After having had a corporate firewall fail on me at a most inconvenient time due to a failed HDD, I separated the disc controller board from the HDD, cut it into four, and thereafter wore - and still wear - a quarter of its board, like a scalp, hanging from my "chain of office" (the lanyard with all the various access tokens I use at all my various sites). I am sure the sight of this grisly relic, in their plain view, kept its brother and sister servers largely in line henceforth, the penalty for failure being thus clearly displayed.
(In case anyone suffers a sense of humour failure, this post is a joke; except the bit about the HDD controller, which is absolutely true, and works.)
The time between 11PM and 6AM seems like a typical time to have nightly cron jobs running. Perhaps some of them put a bit of extra strain on your servers, increasing the risk of a pending failure to happen just then.
Overnight is when most infrastructure changes occur. Networks and other resources may go down. It you are using remote monitoring, you will see your site go down because it is not reachable. Knowing the maintenance windows for your various resources will help eliminate these outages from actual outages.
As other have noted, on average outages are more likely outside of office hours based on hours on the clock. Given weekday availability and an 8 hour workday, only 1/3 of the outages should occur during office hours. Add in weekends and even less of the outages occur during workdays.
Track the reasons for the outages, and how they were detected. You will find some outages due to resources like the network being down. These may appear as mysterious outages where the site disappeared for a few minutes and came back without intervention. I would expect many of your overnight outages were infrastructure changes.
Infrastructure changes are usually scheduled, so you should be able to arrange to be notified of them. You can then adjust your response accordingly. Your outage log should reflect that the outage was due to the change. Also record any intervention that was required. You may need to add recovery code to your application to handle database restarts or other such resource changes.
Knowing the maintenance windows for various resources can help identify which resources are causing unplanned outages. You may need to trace your resource dependencies, as networked disk and databases will depend on the network infrastructure. Likewise, the database may depend on networked disk storage.
I had a Voip server die on me in the last 3 months. Die, perhaps isn't the best word, since the machine would be bootable after a kernel panic. Typically, the machine would function flawlessly between 7am and 7pm. Then, at random intervals separated by 1-30 days, it would be locked-up and unresponsive at the system console when I returned to the office at 7am.

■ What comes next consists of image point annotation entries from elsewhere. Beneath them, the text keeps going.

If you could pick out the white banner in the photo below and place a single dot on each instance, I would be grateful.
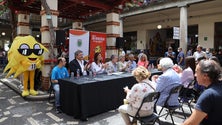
(78, 40)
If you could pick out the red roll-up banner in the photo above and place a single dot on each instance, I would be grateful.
(97, 44)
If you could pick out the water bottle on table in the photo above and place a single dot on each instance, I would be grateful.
(72, 75)
(94, 72)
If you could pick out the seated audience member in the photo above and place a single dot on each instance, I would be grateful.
(170, 54)
(166, 81)
(135, 96)
(132, 62)
(122, 64)
(208, 109)
(143, 61)
(215, 59)
(199, 53)
(97, 65)
(208, 53)
(58, 72)
(187, 75)
(180, 57)
(78, 64)
(112, 64)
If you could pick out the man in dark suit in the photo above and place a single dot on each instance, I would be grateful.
(78, 64)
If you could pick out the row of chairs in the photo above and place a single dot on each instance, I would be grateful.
(153, 97)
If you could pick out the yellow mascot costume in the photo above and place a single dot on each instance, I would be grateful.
(24, 56)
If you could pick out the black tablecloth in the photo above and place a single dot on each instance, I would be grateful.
(85, 96)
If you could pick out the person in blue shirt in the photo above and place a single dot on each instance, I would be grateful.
(208, 109)
(58, 72)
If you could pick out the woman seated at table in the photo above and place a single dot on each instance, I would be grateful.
(97, 65)
(143, 61)
(112, 64)
(135, 96)
(122, 64)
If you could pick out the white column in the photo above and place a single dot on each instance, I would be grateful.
(183, 28)
(46, 38)
(121, 27)
(23, 26)
(113, 31)
(206, 34)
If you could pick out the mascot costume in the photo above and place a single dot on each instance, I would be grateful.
(24, 56)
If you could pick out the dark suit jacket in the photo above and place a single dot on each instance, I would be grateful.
(74, 65)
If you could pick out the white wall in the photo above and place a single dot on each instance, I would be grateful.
(205, 29)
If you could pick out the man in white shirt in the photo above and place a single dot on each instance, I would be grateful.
(199, 53)
(78, 64)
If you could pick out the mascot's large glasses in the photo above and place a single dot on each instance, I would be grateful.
(26, 51)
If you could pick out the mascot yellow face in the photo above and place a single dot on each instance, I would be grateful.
(25, 54)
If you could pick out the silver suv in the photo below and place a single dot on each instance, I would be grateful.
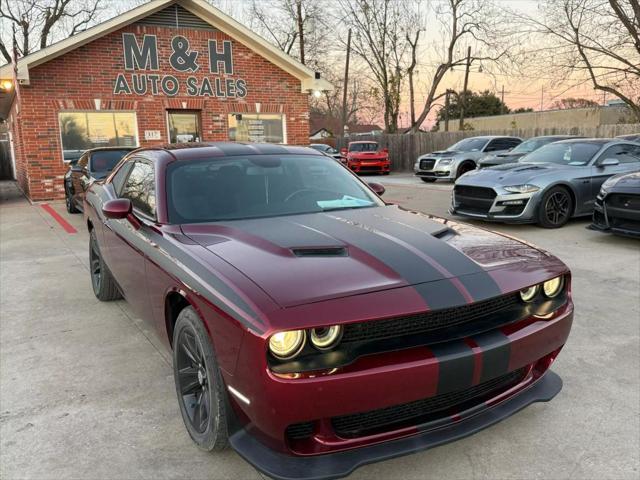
(461, 157)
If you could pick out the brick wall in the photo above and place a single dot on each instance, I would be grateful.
(77, 79)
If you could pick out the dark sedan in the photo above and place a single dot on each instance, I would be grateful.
(618, 205)
(94, 164)
(521, 150)
(548, 186)
(315, 328)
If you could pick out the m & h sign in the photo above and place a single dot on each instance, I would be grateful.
(182, 59)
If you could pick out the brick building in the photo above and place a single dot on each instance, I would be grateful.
(167, 71)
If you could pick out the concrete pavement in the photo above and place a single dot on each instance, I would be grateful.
(86, 389)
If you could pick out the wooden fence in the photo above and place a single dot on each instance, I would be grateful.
(404, 149)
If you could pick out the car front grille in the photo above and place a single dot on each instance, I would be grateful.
(474, 199)
(412, 413)
(428, 322)
(424, 410)
(427, 164)
(619, 200)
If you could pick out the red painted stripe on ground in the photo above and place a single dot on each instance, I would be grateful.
(56, 216)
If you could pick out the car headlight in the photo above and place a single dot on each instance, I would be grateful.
(526, 188)
(286, 345)
(609, 183)
(528, 294)
(325, 338)
(553, 287)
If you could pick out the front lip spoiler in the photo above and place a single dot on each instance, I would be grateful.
(337, 465)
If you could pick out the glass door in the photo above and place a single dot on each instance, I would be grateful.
(184, 126)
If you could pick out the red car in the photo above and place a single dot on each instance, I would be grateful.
(367, 157)
(315, 328)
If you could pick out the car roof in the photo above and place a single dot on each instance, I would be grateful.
(106, 149)
(595, 141)
(198, 150)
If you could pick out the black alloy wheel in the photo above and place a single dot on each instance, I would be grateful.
(199, 384)
(104, 286)
(556, 208)
(193, 381)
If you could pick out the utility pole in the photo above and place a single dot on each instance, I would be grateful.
(346, 83)
(446, 110)
(463, 97)
(300, 29)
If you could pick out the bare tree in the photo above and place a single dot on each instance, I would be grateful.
(380, 29)
(594, 41)
(37, 23)
(295, 26)
(463, 22)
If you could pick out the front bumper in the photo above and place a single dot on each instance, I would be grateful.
(610, 218)
(504, 207)
(383, 381)
(370, 166)
(281, 466)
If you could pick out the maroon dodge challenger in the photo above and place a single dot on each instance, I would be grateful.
(314, 327)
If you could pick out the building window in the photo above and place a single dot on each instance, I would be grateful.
(80, 131)
(257, 127)
(183, 126)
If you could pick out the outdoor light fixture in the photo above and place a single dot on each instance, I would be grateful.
(6, 85)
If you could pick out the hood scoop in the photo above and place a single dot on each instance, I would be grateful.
(320, 252)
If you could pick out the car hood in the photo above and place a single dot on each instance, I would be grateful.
(512, 173)
(301, 259)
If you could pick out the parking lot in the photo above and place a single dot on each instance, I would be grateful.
(87, 392)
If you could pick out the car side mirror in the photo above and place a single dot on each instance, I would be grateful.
(377, 188)
(117, 209)
(609, 162)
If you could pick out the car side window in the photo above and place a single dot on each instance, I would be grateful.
(121, 175)
(140, 188)
(496, 145)
(622, 153)
(83, 161)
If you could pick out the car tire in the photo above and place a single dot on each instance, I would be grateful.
(556, 208)
(71, 208)
(465, 167)
(104, 286)
(202, 401)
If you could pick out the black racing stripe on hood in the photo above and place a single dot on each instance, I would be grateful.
(412, 228)
(401, 260)
(443, 294)
(455, 366)
(496, 352)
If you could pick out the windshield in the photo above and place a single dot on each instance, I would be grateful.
(573, 153)
(105, 160)
(260, 186)
(363, 147)
(469, 145)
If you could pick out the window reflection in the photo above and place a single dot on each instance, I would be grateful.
(140, 188)
(80, 131)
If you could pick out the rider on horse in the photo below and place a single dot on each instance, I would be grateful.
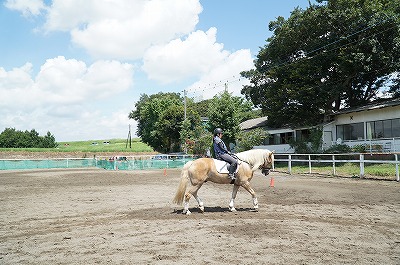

After about 12 iterations of this situation... which invariably happened between 11pm and 7am, it was determined that the motherboard had failed, and specifically, the capacitors were to blame. I think I read somewhere that temperature extremes can hasten this death. I suppose my small office is not unusual, but I typically allowed the temperatures to swing as much as 15 degrees F above and 20 degrees below 75 degrees during the off hours. So, I believe, that small-time operations, that aren't using a chilled data center, are likely to suffer temperature induced failures during the wee hours of the morning.
My recollection, again, is that the logs showed failure during the 8 hours before we opened our shop in the morning -- always.